"Plaidoyer pour les ratés" article de Viridiana
Ratés, mes amour
Ce qui meut l'homme, c'est l'intérêt quel que soit la forme
qu'il revête, et la socialité est fondamentalement a morale... c'est la
thèse de Viridiana dans son "plaidoyer pour les ratés". De cette réalité
masquée de manière tellement sophistiquée qu'elle n'apparaît ni ne
s'avoue jamais... -tout en étant omniprésente dans chaque rapport
humain- elle tire des conclusions pratiques et en filigrane un art de
vivre efficient et désabusé. L'innocent, le fou, que l'on nomme
cruellement "raté" -ou le héros- n'ayant pu -ou voulu- décrypter ou
tenir compte des codes sociaux seront voués à la mise au ban, au mépris
-parfois lui aussi inavoué-. Ils dérangent, dit-on. Non. C'est le
discours de théâtre. En réalité, et on le sait bien, ils fondent et
nourissent la "réussite" des autres, les font vivre, servent sans
contrepartie. Cela n'a rien à voir avec l'intelligence ou le talent
comme on le sous entend aussi. Le décryptage des codes sociaux est à la
fois aisé -et certains savent très tôt s'en acquitter- et
extraordinairement difficile. Paradoxalement, cela a peu à voir avec le
niveau de culture. Comment comprendre une formule (invitation,
proposition...) qui signifie aussi autre chose que ce qu'elle dit
explicitement ? C'est à a fois impossible et vital. C'est pourtant ce
que nous devons tous faire "spontanément", immédiatement et à tout
instant. Comment se placer dans un groupe social qui se forme, se
déforme et se reforme autrement en tenant en compte ces non-dits, sans
agressivité -ou alors, contrôlée- ni servilité ? Et pourquoi certains
n'y parviennent-ils pas ?
L'éducation pour eux semble avoir raté
un palier: ce sont en quelque sorte des sacrifiés. Volontairement?
Parfois. (Cas d'un parent jaloux ou ultra possessif par exemple.)
Involontairement ? Egalement. (Cas d'un parent souffrant lui-même du
syndrome.) De même, pour le "raté", le sacrifice semble quelquefois
voulu -c'est à dire qu'il est incomplet- dans le cas du héros ou du
saint, et d'autres fois, imposé, dans le cas du miséreux. Où se situe la
limite? Dans la reconnaissance consensuelle du sacrifice comme relevant
d'un choix héroïque et ayant un "sens" mystique ou généreux. Un
miséreux ne voit en principe pas sa situation valorisée... Mais parfois
il peut passer du mépris à l'adultation. S'il devient un "cas"

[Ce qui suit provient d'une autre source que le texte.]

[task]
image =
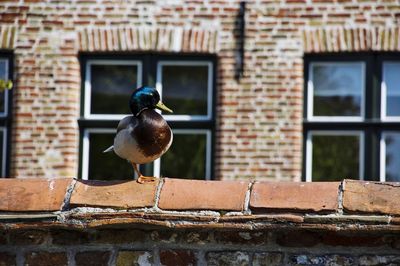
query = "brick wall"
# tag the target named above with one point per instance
(258, 118)
(188, 222)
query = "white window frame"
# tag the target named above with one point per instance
(4, 151)
(309, 146)
(382, 159)
(207, 132)
(6, 63)
(88, 86)
(310, 93)
(86, 147)
(384, 115)
(209, 64)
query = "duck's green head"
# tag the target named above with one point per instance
(146, 98)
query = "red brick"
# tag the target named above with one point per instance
(117, 194)
(33, 194)
(371, 197)
(295, 196)
(180, 194)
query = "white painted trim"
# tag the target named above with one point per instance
(207, 132)
(310, 94)
(86, 148)
(334, 133)
(88, 85)
(6, 63)
(382, 159)
(209, 64)
(384, 115)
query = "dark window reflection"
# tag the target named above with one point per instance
(106, 166)
(185, 89)
(335, 157)
(337, 89)
(111, 87)
(391, 74)
(3, 75)
(186, 158)
(392, 141)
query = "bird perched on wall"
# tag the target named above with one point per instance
(143, 136)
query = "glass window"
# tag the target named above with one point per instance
(391, 156)
(335, 156)
(109, 85)
(185, 85)
(3, 94)
(5, 119)
(357, 93)
(391, 89)
(188, 156)
(337, 89)
(105, 166)
(2, 151)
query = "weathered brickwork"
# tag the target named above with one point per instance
(194, 247)
(259, 131)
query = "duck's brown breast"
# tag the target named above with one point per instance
(152, 133)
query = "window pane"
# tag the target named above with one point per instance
(338, 89)
(184, 89)
(186, 158)
(1, 151)
(335, 157)
(4, 76)
(111, 86)
(392, 141)
(391, 75)
(106, 166)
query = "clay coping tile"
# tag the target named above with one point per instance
(114, 194)
(295, 196)
(183, 194)
(371, 197)
(33, 194)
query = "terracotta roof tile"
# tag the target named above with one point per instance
(181, 194)
(371, 197)
(296, 196)
(118, 194)
(37, 194)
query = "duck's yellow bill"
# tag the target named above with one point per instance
(162, 107)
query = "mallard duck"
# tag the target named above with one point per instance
(143, 136)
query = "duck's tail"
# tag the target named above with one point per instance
(111, 148)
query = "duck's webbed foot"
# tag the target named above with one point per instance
(146, 179)
(141, 178)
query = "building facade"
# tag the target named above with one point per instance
(272, 90)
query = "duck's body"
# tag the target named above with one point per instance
(144, 138)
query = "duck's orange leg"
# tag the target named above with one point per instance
(141, 178)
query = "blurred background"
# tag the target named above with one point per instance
(269, 90)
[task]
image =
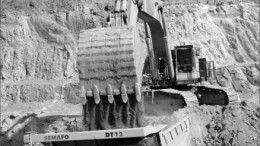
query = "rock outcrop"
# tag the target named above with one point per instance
(39, 42)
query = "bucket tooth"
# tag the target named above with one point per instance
(96, 94)
(110, 95)
(138, 94)
(89, 94)
(124, 93)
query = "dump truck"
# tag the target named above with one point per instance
(160, 135)
(111, 63)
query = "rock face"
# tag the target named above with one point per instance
(39, 47)
(227, 34)
(39, 42)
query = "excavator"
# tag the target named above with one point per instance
(111, 63)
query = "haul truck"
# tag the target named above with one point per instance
(161, 135)
(110, 64)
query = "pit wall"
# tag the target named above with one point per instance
(209, 2)
(225, 34)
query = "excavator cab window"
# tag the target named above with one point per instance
(184, 59)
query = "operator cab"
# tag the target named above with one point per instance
(188, 67)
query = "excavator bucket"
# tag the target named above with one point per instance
(110, 69)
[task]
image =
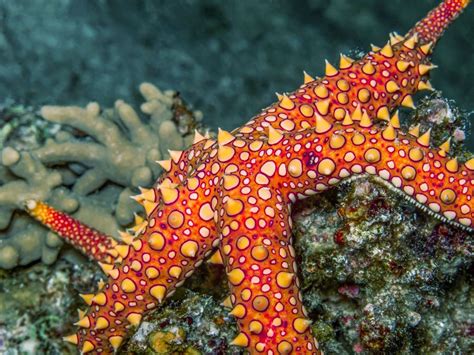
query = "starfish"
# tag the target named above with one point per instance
(232, 197)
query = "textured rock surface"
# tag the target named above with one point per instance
(378, 276)
(228, 58)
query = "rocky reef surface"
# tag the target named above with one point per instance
(378, 274)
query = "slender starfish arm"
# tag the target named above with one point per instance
(260, 264)
(318, 159)
(170, 247)
(92, 243)
(431, 28)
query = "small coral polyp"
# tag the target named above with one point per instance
(233, 196)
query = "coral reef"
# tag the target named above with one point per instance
(407, 291)
(84, 161)
(219, 194)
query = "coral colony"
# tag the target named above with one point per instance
(231, 198)
(115, 151)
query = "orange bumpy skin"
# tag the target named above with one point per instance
(234, 195)
(89, 241)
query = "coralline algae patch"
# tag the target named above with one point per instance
(379, 276)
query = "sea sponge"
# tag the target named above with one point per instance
(89, 168)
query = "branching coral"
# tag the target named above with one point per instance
(89, 169)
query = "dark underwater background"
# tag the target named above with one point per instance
(227, 58)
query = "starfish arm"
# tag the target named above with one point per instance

médiatique par exemple. Certains échappent-ils à malédiction? Oui. Ceux
qui ont eu la chance de pouvoir vivre en dehors de l'existence sociale,
notamment du travail, peuvent en effet se situer dans un no man's land
exceptionnel qui fait d'eux parfois des êtres hors norme séduisants et
agaçants à la fois. Et
quelles sont les conséquences du sacrifice ? Les pires. Celui qui est
contraint de vivre en deça de son être propre, -ou même qui l'a plus ou
moins choisi par souci d'éthique- risque de développer ensuite un
comportement à la fois servile, incohérent, ou cruel, chargé d'une telle
haine qu'il peut se montrer pire que celui qui s'est adapté sans effort
à l'a moralisme de la socialité... (cas des soeurs Papin qui
massacrèrent leurs patronnes d'une manière effroyable.) Ou alors il se
résigne à la déréliction, voire la cultive, dans le cas du héros ou du
saint, qui fascinent justement parce que eux seuls ont su s'affranchir
des codes. Glorieusement... Ou honteusement. La honte vient d'abord, la
gloire -parfois- ensuite. Mais le plus souvent, l'oubli. Là, le
sacrifice imposé ou voulu a bien été total.